Apple Inc. has said that its parts suppliers demand for the iPhone 13 lineup has slowed, according to Bloomberg News. PFCuwcPr&utm source twitter&utm content business&cmpid socialflow-organic utm medium social on Wednesday, a move that signals a decline in interest among consumers for the usually coveted latest upgrades.
The company had cut production of iPhone 13 by as many as 10 million units, down from a target of 90 million, because of a global chip shortage, but now it has informed vendors even those numbers look unlikely, the report said.
Apple's shares fell over 3 per cent, dragging down the parts of the iPhone component and semiconductor suppliers Qualcomm, Skyworks, Europe's ASML and Infineon.
Apple and its suppliers didn't respond to requests for comment from Reuters.
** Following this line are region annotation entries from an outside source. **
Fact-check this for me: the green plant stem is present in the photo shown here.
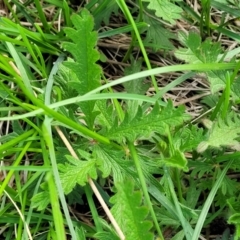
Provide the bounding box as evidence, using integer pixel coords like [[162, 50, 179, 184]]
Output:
[[191, 160, 234, 240], [164, 167, 192, 240], [34, 0, 50, 33], [41, 122, 67, 240], [84, 185, 103, 232], [174, 168, 183, 203], [128, 142, 164, 240], [210, 61, 240, 121], [0, 129, 37, 196], [117, 0, 159, 92]]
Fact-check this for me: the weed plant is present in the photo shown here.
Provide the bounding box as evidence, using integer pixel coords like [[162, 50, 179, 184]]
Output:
[[0, 0, 240, 240]]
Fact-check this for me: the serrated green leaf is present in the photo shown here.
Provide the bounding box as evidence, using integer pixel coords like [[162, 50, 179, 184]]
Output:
[[31, 190, 50, 211], [31, 182, 50, 211], [95, 100, 114, 129], [58, 151, 97, 194], [110, 180, 153, 240], [93, 0, 119, 29], [94, 232, 119, 240], [63, 9, 101, 128], [173, 126, 205, 151], [163, 149, 188, 171], [123, 58, 150, 94], [198, 112, 240, 152], [106, 103, 190, 142], [143, 14, 176, 51], [175, 32, 226, 93], [143, 0, 182, 24], [54, 62, 79, 99], [94, 145, 133, 182]]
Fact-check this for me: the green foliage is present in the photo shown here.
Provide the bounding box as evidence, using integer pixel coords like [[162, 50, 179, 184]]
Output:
[[63, 10, 101, 128], [0, 0, 240, 240], [94, 145, 133, 182], [31, 183, 50, 211], [143, 0, 182, 24], [111, 179, 153, 240], [106, 103, 190, 142], [58, 150, 98, 194], [143, 14, 176, 51], [123, 58, 150, 94], [173, 125, 206, 152], [198, 112, 240, 152], [175, 32, 226, 93]]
The holiday season is Apple's biggest quarter and typically so, for its most important product, the iPhones, which start at US $699 and go as high as US $1,600.
As supply-chain issues burdened the company as well as retailers who faced inventory shortages, analysts had expected demand to remain steady for new products, but lowered shipping estimates.
Consumers, who splurged on new phones and laptops during the peak of the epidemic, are now spending more on vacations and outdoor activities.
As the lockdowns eased, spending returned on these experiential activities, so may be less for the iPhone. Counterpoint Research analyst Tarun Pathak believes that the demand for iPhones will be pushed out in 2022.
IDC analyst Ryan Reith believes that demand for smartphones is drying up, but U.S consumer spending is slowing due to the Pandemic.
In October, Apple Chief Executive Officer Tim Cook warned that the impact of supply constraints that cost the company US $6 billion in sales in the fourth quarter will be worse during the holiday quarter, even though demand for the new lineup was robust.